Algérie : le disque colonial est rayé

7 Fév 2025

Depuis plusieurs mois, un discours monte en puissance sur les plateaux des chaînes d’information, celui des vieilles antiennes de l’extrême droite qui ravivent la nostalgie coloniale et enflamment le racisme.

Alors que nous avons célébré en 2022 les soixante ans de l’indépendance de l’Algérie dans des initiatives bilatérales consensuelles, le révisionnisme refait surface. L’histoire coloniale serait ainsi non seulement « complexe » mais il faudrait cesser de ne voir que le côté négatif. Marine Le Pen, on s’en doutait, allant même jusqu’à nier la dimension criminelle de l’entreprise coloniale pour saluer les aspects positifs de 130 ans d’occupation de l’autre côté de la Méditerranée. 

L’affaire des influenceurs algériens, dont les propos haineux sont parfaitement condamnables, n’est que la mèche pour enflammer les relations franco-algériennes. Accords de 1968 (régissant entre autres l’obtention de visas pour les ressortissants algériens), laissez-passer consulaires, affaire de la Grande Mosquée de Paris : derrière toutes ces polémiques alimentées par les partisans macronistes se dévoile une dangereuse pente populiste.

Les Algériens seraient fondamentalement (culturellement) hostiles à la France et constitueraient une colonne d’un projet de déstabilisation. Voilà une théorie totalement complotiste empruntée à un imaginaire islamophobe et raciste. Il faudrait tordre le bras à Alger par des sanctions économiques comme le fait Donald Trump vis-à-vis de tous ses interlocuteurs. Sarah Knafo et Reconquête ! organisent même une conférence pour mettre de « l’ordre » dans les relations euro-méditerranéennes.
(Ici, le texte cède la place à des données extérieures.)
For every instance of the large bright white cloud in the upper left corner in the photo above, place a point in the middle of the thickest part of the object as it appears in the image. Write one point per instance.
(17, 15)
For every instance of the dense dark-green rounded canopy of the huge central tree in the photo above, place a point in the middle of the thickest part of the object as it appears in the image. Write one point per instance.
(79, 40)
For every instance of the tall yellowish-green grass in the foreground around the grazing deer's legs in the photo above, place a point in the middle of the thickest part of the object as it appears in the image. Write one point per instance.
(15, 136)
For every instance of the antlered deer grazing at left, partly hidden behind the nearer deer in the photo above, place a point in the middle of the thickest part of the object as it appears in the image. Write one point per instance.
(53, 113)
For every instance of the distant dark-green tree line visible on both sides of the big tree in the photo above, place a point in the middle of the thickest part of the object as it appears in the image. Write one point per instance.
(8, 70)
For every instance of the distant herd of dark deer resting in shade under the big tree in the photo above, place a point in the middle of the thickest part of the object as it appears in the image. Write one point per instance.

Comprenez ici que les anciennes colonies doivent être réduites à leur rôle de destination touristique et à être un hot spot pour filtrer les migrants du Sud. 

La progression constante de l’extrême droite explique cette résurgence du sentiment anti-algérien, aidé en cela par une partie de la droite qui n’a pas, elle aussi, digéré l’indépendance algérienne. 
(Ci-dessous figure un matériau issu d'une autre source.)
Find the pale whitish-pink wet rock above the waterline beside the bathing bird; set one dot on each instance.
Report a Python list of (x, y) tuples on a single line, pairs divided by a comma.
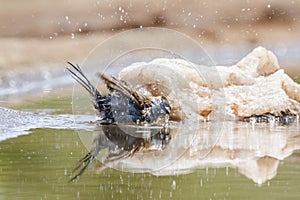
[(254, 86)]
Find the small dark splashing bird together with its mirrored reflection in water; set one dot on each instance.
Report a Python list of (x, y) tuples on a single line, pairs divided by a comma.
[(120, 107)]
Depuis la loi de février 2005, à laquelle la Droite dite populaire (dont beaucoup de ses membres ont depuis rejoint le RN) avait tenté de réhabiliter dans les programmes scolaires les « aspects positifs » de la colonisation, le discours révisionniste ne cesse de progresser sur l’histoire coloniale…à rebours des faits et de nombreuses reconnaissances officielles, certes minimes, sur le caractère criminel de la colonisation.  

Qu’on en juge : rien que sur la conquête coloniale (de 1830 à 1847), les historiens algériens et français, et bien d’autres, ont documenté les massacres de masse. Plus d’un million d’Algériens à cette période, les institutions locales dévastées. La suite, faite de spoliations et d’un régime juridique raciste basé sur l’appartenance ethnique et religieuse, n’était pas plus glorieuse sans compter la répression féroce lors de la guerre d’indépendance.
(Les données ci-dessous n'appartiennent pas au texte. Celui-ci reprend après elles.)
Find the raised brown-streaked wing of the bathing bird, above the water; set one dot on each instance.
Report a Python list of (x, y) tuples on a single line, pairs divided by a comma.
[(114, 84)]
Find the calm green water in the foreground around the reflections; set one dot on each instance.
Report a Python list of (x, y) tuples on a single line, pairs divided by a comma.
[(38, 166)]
Colonie emblématique par son caractère de peuplement, l’Algérie a un lien intime pour près de 10% de la population française (immigration, rapatriés, soldats du contingent).  

Au-delà de l’Algérie française, le système colonial français avait des différences selon les zones administrées mais portait une violence systémique qui a laissé des traces. 

Le récent rapport sur la colonisation au Cameroun fait état de « violences extrêmes » qui s’étend à d’autres anciennes colonies. Ce caractère colonial se déploie encore aujourd’hui dans les relations de la métropole avec les outre-mer dont les situations explosives à Mayotte et en Nouvelle-Calédonie-Kanaky en sont les expressions les plus puissantes.

Faut-il dès lors jeter par-dessus bord tout ce travail historique, cette nécessaire refondation des relations entre la France et ses anciennes colonies pour régler des débats politiques français ?

C’est en effet de cela dont il s’agit. Cette réécriture de l’histoire, cette réactivation des préjugés coloniaux et racistes a tout à voir avec la prégnance de l’extrême droite dans le débat public. Il faut la combattre et non pas dresser des portraits élogieux du fondateur du Front National Jean-Marie Le Pen, le tortionnaire d’Algériens, multirécidiviste de la haine et multi condamné.  

Dans un espace international où l’agressivité tient lieu de pratique commune, faut-il voir dans ces discours une préparation des esprits à la guerre contre l’Algérie ? Faut-il y voir une future politique d’exclusion en France selon l’origine des citoyens ? 

Sortons d’un disque colonial rayé et réglons les problèmes de la société française sans chercher des causes externes. La France a une voix qui porte quand elle défend le droit international et le dialogue. L’Algérie comme d’autres Etats du Sud global n’attend plus, soyons coopératifs et responsables.